PHOENIX -- Two executives of the Arizona Board of Education returned to work Tuesday, nearly a week after the state schools superintendent tried to fire them.

Executive Director Christine Thompson and Deputy Director Sabrina Vazquez walked into the Board of Education offices just after 8:30 a.m.

An attorney representing the board said the two returned to their offices without any issues.

Superintendent Diane Douglas was given until 8:30 a.m. Tuesday by the board to reinstate Thompson and Vazquez after she tried to fire last week.

Douglas was not seen by reporters at the offices.

The state board ordered Douglas to restore office, email and other access to the two executives by the Tuesday morning deadline.

Douglas argued that state law grants her the right to hire and fire board staff while the board and Arizona Go.
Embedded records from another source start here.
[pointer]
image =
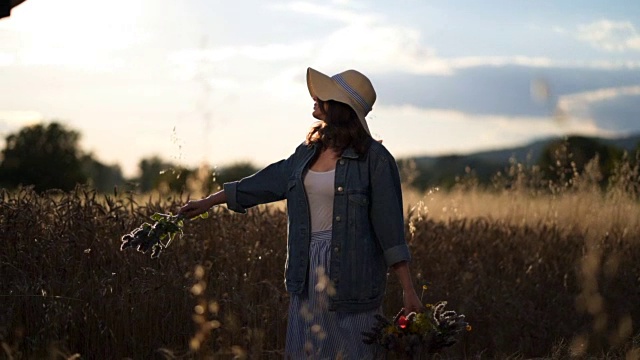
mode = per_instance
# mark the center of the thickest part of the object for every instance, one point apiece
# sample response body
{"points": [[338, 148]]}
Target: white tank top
{"points": [[319, 189]]}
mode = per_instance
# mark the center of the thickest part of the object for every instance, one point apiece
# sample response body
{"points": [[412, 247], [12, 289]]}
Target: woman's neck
{"points": [[326, 160]]}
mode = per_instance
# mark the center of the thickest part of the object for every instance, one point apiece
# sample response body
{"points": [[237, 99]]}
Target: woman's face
{"points": [[319, 109]]}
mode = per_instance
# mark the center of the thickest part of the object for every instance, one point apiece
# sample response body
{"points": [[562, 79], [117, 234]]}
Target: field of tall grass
{"points": [[545, 270]]}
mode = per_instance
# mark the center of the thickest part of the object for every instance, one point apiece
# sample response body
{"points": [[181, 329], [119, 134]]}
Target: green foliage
{"points": [[45, 156], [154, 237], [416, 334]]}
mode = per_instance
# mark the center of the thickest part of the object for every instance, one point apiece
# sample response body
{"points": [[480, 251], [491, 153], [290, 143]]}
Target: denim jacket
{"points": [[368, 224]]}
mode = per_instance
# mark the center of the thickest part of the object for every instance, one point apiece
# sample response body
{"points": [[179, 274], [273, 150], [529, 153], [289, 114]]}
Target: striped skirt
{"points": [[314, 332]]}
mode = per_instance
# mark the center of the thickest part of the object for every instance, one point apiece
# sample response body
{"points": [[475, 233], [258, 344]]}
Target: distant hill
{"points": [[442, 170]]}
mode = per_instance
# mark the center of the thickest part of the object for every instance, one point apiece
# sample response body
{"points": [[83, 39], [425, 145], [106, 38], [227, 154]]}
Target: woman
{"points": [[346, 226]]}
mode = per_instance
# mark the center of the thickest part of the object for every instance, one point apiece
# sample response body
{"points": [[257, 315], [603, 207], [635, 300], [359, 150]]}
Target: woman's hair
{"points": [[340, 129]]}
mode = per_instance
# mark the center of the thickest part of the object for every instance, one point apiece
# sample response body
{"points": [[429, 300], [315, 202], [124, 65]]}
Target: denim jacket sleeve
{"points": [[387, 210], [265, 186]]}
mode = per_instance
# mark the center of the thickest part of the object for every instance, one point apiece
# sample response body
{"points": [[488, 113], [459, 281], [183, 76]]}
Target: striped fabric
{"points": [[313, 332]]}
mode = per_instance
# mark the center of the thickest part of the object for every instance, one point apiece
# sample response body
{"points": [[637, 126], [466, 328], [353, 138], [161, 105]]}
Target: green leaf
{"points": [[157, 217]]}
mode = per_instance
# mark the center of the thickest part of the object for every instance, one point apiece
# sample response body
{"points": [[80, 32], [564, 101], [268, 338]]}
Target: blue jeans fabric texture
{"points": [[368, 232]]}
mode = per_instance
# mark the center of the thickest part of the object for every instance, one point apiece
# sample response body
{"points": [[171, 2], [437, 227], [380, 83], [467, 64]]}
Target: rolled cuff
{"points": [[397, 254], [231, 192]]}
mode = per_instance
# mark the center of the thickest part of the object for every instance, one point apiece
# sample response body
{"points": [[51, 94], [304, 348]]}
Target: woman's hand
{"points": [[410, 299], [196, 207]]}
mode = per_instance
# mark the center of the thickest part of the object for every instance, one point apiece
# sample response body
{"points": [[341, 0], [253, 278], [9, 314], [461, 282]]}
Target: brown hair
{"points": [[340, 129]]}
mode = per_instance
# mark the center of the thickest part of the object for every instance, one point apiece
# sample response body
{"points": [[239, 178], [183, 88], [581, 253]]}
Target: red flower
{"points": [[403, 322]]}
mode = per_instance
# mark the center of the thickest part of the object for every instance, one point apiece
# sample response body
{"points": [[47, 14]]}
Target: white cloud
{"points": [[610, 35], [341, 14], [408, 130]]}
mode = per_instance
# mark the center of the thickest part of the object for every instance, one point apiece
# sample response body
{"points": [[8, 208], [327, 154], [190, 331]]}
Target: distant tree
{"points": [[101, 177], [46, 156], [560, 159], [157, 174]]}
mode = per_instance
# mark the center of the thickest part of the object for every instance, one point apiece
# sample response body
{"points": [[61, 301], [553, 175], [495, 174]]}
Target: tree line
{"points": [[48, 156]]}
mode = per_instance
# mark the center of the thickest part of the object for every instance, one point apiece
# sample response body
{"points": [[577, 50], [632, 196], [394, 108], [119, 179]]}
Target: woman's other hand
{"points": [[411, 302]]}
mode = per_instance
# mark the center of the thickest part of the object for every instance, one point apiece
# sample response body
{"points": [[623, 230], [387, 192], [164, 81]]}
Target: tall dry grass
{"points": [[539, 271]]}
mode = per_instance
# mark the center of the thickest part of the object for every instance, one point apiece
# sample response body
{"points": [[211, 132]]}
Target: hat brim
{"points": [[325, 88]]}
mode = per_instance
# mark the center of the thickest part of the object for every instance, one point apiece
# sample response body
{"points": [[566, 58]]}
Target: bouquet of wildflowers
{"points": [[410, 336], [157, 236]]}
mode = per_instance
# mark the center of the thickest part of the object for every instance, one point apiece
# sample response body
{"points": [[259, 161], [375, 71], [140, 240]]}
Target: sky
{"points": [[219, 82]]}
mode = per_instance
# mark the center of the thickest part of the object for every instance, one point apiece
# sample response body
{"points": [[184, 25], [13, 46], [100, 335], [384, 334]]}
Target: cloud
{"points": [[595, 105], [340, 12], [12, 121], [610, 36], [409, 130]]}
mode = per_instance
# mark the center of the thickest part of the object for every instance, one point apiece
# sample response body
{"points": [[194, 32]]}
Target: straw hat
{"points": [[349, 87]]}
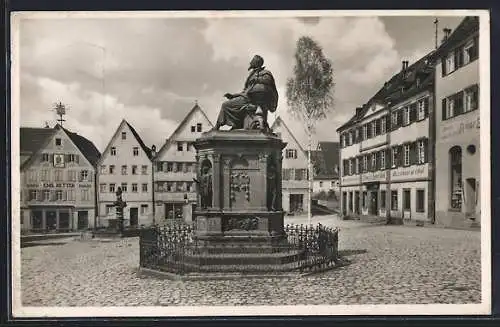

Doug Ducey said Douglas didn't have the authority to fire the executives and overruled her decision.

Douglas was the only board member at a Friday meeting of the board to vote against the order to reinstate Thompson and Vazquez. She said she might have trouble meeting its deadline because of Monday's state holiday.

"I believe that I am within my rights, in the actions I took, but apparently the governor feels differently," Douglas said. "We will resolve those issues to make sure it's very clear in the future so none of these issues arise again."

The two staffers continued to work from home even though Douglas on Friday said she had re-assigned their duties.

Ducey overturned Douglas' firings on Thursday. That prompted a scathing response from Douglas, who accused him of favoring charter schools over traditional public schools and cutting money from education to benefit businesses.

Ducey and the board said Thompson and Vazquez work for the board and not the state Department of Education, which Douglas leads.